A small silver Tea Bowl, or tot cup, maker’s mark only struck three times ‘PH’ in a wavy edged rectangular punch. The lower half of the flared cup with spiralled flutes, concave and convex, and the base with a narrow applied foot rim. Engraved underneath with contemporary initials ‘AD’.
This maker, who appears on the Goldsmiths’ Company first surviving mark plate [column 3.01] was first attributed as Philip Hull (free of the Goldsmiths’ Company in 1679) by Gerald Taylor and the attribution was accepted by Schroder in his catalogue of the Ashmolean Museum Collection.

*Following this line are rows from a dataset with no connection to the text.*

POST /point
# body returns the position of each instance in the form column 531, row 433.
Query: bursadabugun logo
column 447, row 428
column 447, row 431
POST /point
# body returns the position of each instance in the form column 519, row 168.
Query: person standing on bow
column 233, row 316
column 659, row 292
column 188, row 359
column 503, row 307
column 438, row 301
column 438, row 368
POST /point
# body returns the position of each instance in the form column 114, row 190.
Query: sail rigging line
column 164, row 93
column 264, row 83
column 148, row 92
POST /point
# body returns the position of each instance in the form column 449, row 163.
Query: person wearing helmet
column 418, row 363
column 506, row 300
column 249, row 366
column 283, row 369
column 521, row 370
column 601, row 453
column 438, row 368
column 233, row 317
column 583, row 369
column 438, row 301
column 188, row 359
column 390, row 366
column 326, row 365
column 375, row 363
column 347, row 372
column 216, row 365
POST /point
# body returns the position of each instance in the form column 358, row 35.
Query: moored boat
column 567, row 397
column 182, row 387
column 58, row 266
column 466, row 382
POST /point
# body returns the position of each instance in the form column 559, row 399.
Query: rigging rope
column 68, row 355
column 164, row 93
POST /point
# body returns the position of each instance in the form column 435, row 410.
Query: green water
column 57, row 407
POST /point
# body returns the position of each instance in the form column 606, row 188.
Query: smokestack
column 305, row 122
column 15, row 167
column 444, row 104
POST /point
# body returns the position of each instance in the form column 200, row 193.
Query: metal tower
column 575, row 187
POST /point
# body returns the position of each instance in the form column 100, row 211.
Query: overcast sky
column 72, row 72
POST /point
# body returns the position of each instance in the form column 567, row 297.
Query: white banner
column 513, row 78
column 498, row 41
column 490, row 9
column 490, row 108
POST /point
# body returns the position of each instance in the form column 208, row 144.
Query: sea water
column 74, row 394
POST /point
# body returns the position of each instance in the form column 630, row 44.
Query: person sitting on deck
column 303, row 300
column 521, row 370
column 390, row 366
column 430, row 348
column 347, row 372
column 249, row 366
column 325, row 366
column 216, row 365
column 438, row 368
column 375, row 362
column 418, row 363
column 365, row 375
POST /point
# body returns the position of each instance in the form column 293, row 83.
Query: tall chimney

David Mitchell has recently confirmed that Hull was ‘likely’ to have been the user of this punch. [page 434].
Mitchell records the mark on a circular wafer box, fully marked 1681/2 (the property of Mrs. Howes, recorded in Jackson, 1921), a set of silver-gilt beakers of 1688/9 in the Metropolitan Museum (Hackenbroch 2007, no. 74 and illustrated by Mitchell), five trefid teaspoons of circa 1690 (referred to by Brand Inglis, 2, p.4); and a finely engraved tobacco box of 1693/4 (in the Ashmolean Museum, Schroder 2009, no. 196). Schroder, in his catalogue of the Ashmolean collection, refers to the mark as recorded on more than twenty small pieces, including tobacco boxes, patch boxes, beakers and tea bowls.

SKU: O4486 Category:

Description

Condition:

Good with fine colour and surface. A minor bruise to the foot rim.

Dimensions:

Height – 3.80 cm.; Diameter – 5.50 cm.; Weight – 31.20 gms.